Donnerstag, 10. Juni 2021

Gottfried Keller: Romeo und Julia auf dem Dorfe mit 10 Zeichnungen von Otto Baumberger

Otto Baumberger (* 21. Mai 1889 in Altstetten; † 26. Dezember 1961 in Weiningen) war ein Zürcher Plakatkünstler, Maler und Bühnenbildner. Er gilt als Erneuerer der Schweizer Plakatkunst und wichtiger Vertreter des schweizerischen Expressionismus.

 


 

 
An einem sonnigen Septembermorgen pflügten zwei Bauern auf zweien dieser Äckern, und zwar auf jedem der beiden äussersten; der mittlere schien seit langen Jahren brach und wüst zu liegen, denn er war mit Steinen und hohen Unkraut bedeckt und eine Welt von geflügelten Tierchen summte ungestört über ihm. Die Bauern aber, welche zu beiden Seiten hinter ihrem Pfluge gingen, waren lange knochige Männer von ungefähr vierzig Jahren und verkündeten auf den ersten Blick den sicheren, gutbesorgten Bauersmann.


Das ausgesandte Völklein jätete inzwischen lustig an dem Unkraut und hackte mit Vergnügen an den wunderlichen Stauden und Pflanzen allerart, die da sei Jahren wucherten. Denn da es eine ausserordentliche, gleichsam wilde Arbei war, bei der keine Regel und keine Sorgfalt erheischt wurde, so galt sie als eine Lust. Das wilde Zeug, an der Sonne gedörrt, wurde aufgehäuft und mit grossem Jubel verbrannt, dass der Qualm weithin sich verbreitete und die jungen Leute darin herumsprangen wie besessen.

Die nächsten Tage war es schon eine härtere Arbeit, zu welcher Mannsleute gehörten, als Manz die Steine aufnehmen und wegfahren liess. Es wollte kein Ende nehmen und alle Steine der Welt schienen da beisammen zu sein. Er liess sie aber nicht ganz vom Felde wegbringen, sondern jede Fuhre auf jenem steinigen Dreiecke abwerfen, welches von Marti schon säuberlich umgepflügt war. Er hatte vorher einen graden Strich gezogen als Grenzscheide und belastete nun dies Fleckchen Erde mit allen Steinen, welche beide Männer seit unvordenklichen Zeiten herübergeworfen, so dass eine gewaltige Pyramide entstand, die wegzubringen sein Gegner bleiben lassen würde, dachte er.

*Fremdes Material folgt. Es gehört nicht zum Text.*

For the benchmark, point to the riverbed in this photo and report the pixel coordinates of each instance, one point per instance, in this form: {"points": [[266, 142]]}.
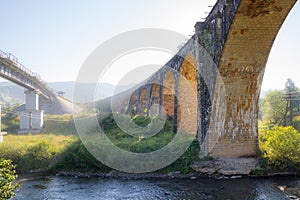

Die andere Hälfte der Zeit lagen sie verdrossen zu Hause oder gingen ihrer Arbeit nach, wobei sie dann durch ein tolles böses Überhasten und Antreiben das Versäumte eizuholen suchten und damit jeden ordentlichen und zuverlässigen Arbeiter verscheuchten.


...wie ihre Väter still geworden, aber mit verstärkter Wut einem hölzernen Steg zueilten, der in kleiner Entfernung über den Bach führte und eben sichtbar wurde....es donnerte auch in den grauschwarzen Wolken mit dumpfen Grolle und schwere Regentropfen fielen, als die verwilderten Männer gleichzeitig auf die schmale, unter ihren Tritten schwankende Brücke stürzten, sich gegenseitig packten und die Fäuste in die vor Zorn und ausbrechendem Kummer bleichen zitternden Gesichter schlugen.


Plötzlich sprang der schwarze Geiger mit einem Satze auf auf die rotbekleidete Steinmasse hinauf, kehrte sich und sah ringsum. Das Pärchen blieb stehen und sah verlegen zu dem dunklen Burschen hinauf; denn vorbei konnten sie nicht gehen, weil der Weg in das Dorf führte, und umkehren mochten sie auch nicht vor seinen Augen.


Der Estrich diente zum Tanzsaal; als Sali mit Vrenchen daherkam, sahen sie schon von weitem die Paare unter dem offenen Dache sich drehen, und rund um das Haus zechten und lärmten eine Menge lustiger Gäste.


Was noch zurückblieb, war das eigentliche Hudelvölkchen, welches  nirgends zu Hause war und sich zum guten Tag auch noch eine gute Nacht machen wollte.

 
Da die ratlos Verlassenen nichts Besseres wussten und überhaupt ganz verwirrt waren, liessen sie abermals geschehen, dass man sie voranstellte und die übrigen zwei Paare einen Zug hinter ihnen formierten, welchen der Bucklige abschloss mit seiner Bassgeige über der Schulter. Der Schwarze zog voraus und spielte auf seiner Geige wie besessen den Berg hinunter, und die Andern lachten, sangen und sprangen hintendrein.


So heftig er Vrenchen schon  umarmt und liebkost hatte, so tat er es jetzt doch ganz anders und stürmischer und übersäete es mit Küssen.